Le Web3 aura toujours ses propres compromis. Les réseaux de cartes de crédit offrent des services de protection contre la fraude, de remboursement et de résolution des litiges. Ce n’est pas le cas des stablecoins. Si vous envoyez des fonds vers le mauvais portefeuille, ces fonds risquent de disparaître à jamais. Malgré l’efficacité des flux de capitaux on-chain, il n’y a toujours pas les protections des consommateurs que nous apprécions. L’adoption récente de la loi GENIUS au Sénat est susceptible de répondre à certaines des préoccupations en matière de protection des consommateurs.
Visa et Mastercard n’attendent pas leur heure. Au lieu de cela, ils voient l’écart comme une opportunité. En superposant les fonctionnalités traditionnelles de conformité, de notation des risques et de sécurité aux transactions de stablecoins, ils visent à rendre le Web3 sûr pour l’utilisateur moyen. La stratégie consiste à demander à d’autres personnes de créer des protocoles, puis de leur vendre le matériel qui permet à ces protocoles d’être utilisés à grande échelle.
Ils parient également sur le volume des transactions. Pas des transactions spéculatives, mais des usages concrets : transferts de fonds, salaires, e-commerce. Si ce trafic est déplacé sur la chaîne, les entreprises qui aident à le gérer en bénéficieront, même si elles ne sont plus les percepteurs de péage qu’elles étaient auparavant.
Visa et Mastercard veulent être les catalyseurs de la construction d’un tel écosystème à partir de zéro. Ainsi, lorsque le portefeuille de crypto-monnaies que vous avez choisi nécessite une couche KYC de confiance, ou que votre banque a besoin d’une conformité transfrontalière, il existe une API de marque prête à l’emploi.
Qu’est-ce que cela signifie pour les utilisateurs ? Il pourrait s’agir d’un avenir où votre portefeuille fonctionnerait comme une banque.
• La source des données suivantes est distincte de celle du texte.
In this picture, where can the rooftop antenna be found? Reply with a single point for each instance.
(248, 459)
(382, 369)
Vous recevez des paiements avec des stablecoins, dépensez via les interfaces Visa ou Mastercard, gagnez des récompenses en points tokenisés et réglez instantanément. Vous ne remarquerez peut-être même pas dans quelle chaîne il passe.
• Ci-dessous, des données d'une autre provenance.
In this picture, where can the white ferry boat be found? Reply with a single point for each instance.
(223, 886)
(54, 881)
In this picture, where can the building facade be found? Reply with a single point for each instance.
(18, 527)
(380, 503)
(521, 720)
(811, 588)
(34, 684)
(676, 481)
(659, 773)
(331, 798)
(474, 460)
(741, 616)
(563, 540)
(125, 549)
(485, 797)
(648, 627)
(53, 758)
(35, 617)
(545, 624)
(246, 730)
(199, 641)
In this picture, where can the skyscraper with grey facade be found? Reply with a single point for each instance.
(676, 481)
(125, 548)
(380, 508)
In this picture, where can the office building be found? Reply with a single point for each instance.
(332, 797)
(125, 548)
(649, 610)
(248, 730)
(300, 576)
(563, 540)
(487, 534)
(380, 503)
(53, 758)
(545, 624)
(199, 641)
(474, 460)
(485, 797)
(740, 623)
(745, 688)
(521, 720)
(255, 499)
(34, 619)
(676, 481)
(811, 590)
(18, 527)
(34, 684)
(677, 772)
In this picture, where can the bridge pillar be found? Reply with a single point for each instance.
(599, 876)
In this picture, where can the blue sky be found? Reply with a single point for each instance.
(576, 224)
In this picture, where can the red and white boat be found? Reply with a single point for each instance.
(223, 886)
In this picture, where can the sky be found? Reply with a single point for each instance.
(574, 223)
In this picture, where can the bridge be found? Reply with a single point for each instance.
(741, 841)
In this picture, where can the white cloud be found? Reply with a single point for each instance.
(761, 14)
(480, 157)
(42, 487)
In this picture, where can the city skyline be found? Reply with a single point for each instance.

Pour quelqu’un comme moi, qui est passé par tout, des applications bancaires à l’UPI en passant par l’achat de café avec de la crypto-monnaie, l’attrait est clair : je veux que le paiement soit simple et efficace. Je me fiche que ce soit un jeton ou une roupie. Ce qui m’importe, c’est qu’il est rapide, bon marché et sans erreur. Si ces vieux géants peuvent garantir cela, peut-être valent-ils la peine de continuer à exister.
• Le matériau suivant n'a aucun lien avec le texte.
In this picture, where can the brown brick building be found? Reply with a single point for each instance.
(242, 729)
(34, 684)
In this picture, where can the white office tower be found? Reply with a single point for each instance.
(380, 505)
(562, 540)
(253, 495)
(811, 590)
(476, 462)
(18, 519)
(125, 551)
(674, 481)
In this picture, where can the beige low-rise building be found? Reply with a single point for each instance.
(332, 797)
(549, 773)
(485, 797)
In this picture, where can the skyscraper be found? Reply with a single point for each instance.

En fin de compte, c’est une course pour rester indispensable. Si les portefeuilles Web3 deviennent la nouvelle norme de paiement, les bénéficiaires pourraient également être ceux qui construisent des voies en dessous. Les géants de la carte parient que même si la monnaie est fabriquée, l’infrastructure peut toujours leur appartenir.
Ils veulent être à nouveau cachés dans les coulisses. Seulement cette fois, le pipeline sera composé de code.